Guest:
John Dupre, Professor, University of Exeter
Bio and Contact Info Listen (2:19) Why should scientists think about philosophy?
Listen (8:47) Antireductionism
Listen (6:04) Have molecular biologists suffered from reductionism?
Listen (9:20) Underestimating the problems of biology
Listen (2:01) Are biologists getting the message?
Listen (5:29) Do you think much about the GMO controversy?
When a researcher is doing basic science, what is meant by that? Indeed, what is science? Ernest Rutherford, a British chemist and physicist at the turn of the 20th century remarked, “all science is either physics or stamp collecting." Is this true? Can all science be reduced to physics or does a discipline such as biology need to be studied in its own way? We can ask more specific questions pertaining to life science. What is a genome? And is the tree of life really a tree? And furthermore, are these questions really that interesting?
Here to answer these questions and kick off a new series, "Philosophy of Science," is John Dupre, a philosopher of biology and professor at the University of Exeter in Southern England. John is an antireductionist. In today's interview he argues that molecular biologists have been limited by a system of science inherited from physicists and other scientists that has been overly reductionist. For example, he says that biologists have relied too much on certain models of the cell without remembering that these are abstract models.

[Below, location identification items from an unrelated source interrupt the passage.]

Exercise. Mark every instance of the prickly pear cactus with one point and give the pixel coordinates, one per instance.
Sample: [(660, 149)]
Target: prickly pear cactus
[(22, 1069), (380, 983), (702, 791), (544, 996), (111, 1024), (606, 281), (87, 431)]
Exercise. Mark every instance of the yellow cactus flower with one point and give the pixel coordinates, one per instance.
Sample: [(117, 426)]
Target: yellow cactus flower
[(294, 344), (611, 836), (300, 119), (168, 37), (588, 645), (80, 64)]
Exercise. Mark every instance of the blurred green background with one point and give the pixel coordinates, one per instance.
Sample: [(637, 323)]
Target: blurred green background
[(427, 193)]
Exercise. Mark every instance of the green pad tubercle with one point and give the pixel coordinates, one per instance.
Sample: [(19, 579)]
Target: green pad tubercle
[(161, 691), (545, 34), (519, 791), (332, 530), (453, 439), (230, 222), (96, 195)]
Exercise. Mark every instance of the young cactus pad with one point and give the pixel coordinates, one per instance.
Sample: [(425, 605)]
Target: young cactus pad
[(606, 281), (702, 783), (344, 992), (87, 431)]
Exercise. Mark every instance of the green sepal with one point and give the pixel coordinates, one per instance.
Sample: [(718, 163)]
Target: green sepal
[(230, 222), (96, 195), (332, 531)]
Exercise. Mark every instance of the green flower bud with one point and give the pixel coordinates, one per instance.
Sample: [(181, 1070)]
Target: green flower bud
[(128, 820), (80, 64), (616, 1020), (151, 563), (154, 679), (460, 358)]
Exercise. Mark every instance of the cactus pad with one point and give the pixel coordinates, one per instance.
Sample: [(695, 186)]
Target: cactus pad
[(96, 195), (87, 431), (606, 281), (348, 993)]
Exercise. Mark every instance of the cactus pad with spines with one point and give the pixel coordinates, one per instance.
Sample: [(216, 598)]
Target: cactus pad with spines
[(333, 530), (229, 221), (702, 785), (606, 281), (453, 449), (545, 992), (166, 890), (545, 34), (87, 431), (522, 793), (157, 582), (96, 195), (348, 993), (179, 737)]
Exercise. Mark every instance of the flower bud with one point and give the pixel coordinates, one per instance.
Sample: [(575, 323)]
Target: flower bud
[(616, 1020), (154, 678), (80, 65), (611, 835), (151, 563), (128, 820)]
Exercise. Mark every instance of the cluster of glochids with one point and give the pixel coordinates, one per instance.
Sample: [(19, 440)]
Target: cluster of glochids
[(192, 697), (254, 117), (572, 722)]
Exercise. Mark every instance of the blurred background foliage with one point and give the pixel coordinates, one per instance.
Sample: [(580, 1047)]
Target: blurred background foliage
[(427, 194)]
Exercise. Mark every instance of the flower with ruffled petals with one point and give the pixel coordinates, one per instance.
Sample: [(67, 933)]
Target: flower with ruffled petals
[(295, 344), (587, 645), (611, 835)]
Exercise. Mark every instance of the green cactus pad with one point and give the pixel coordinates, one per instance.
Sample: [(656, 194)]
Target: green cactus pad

"The real nature of the parts is really shaped by the sort of system that it's participating in," he says.
It's true that we've recently seen biologists become more concerned with "systems" and move away from the overly gene-centric view of biology. The power of new tools and cheap computing are now opening up new possibilities to look at the vast network of connections that transpire in biology. However, John questions whether the new systems biologists aren't just more reductionists working at large.
Should scientists be studying philosophy? John answers, " . . . some scientists need to think more about what they're doing than they're often given time to do."
We finish with a question about the public controversy over GMOs.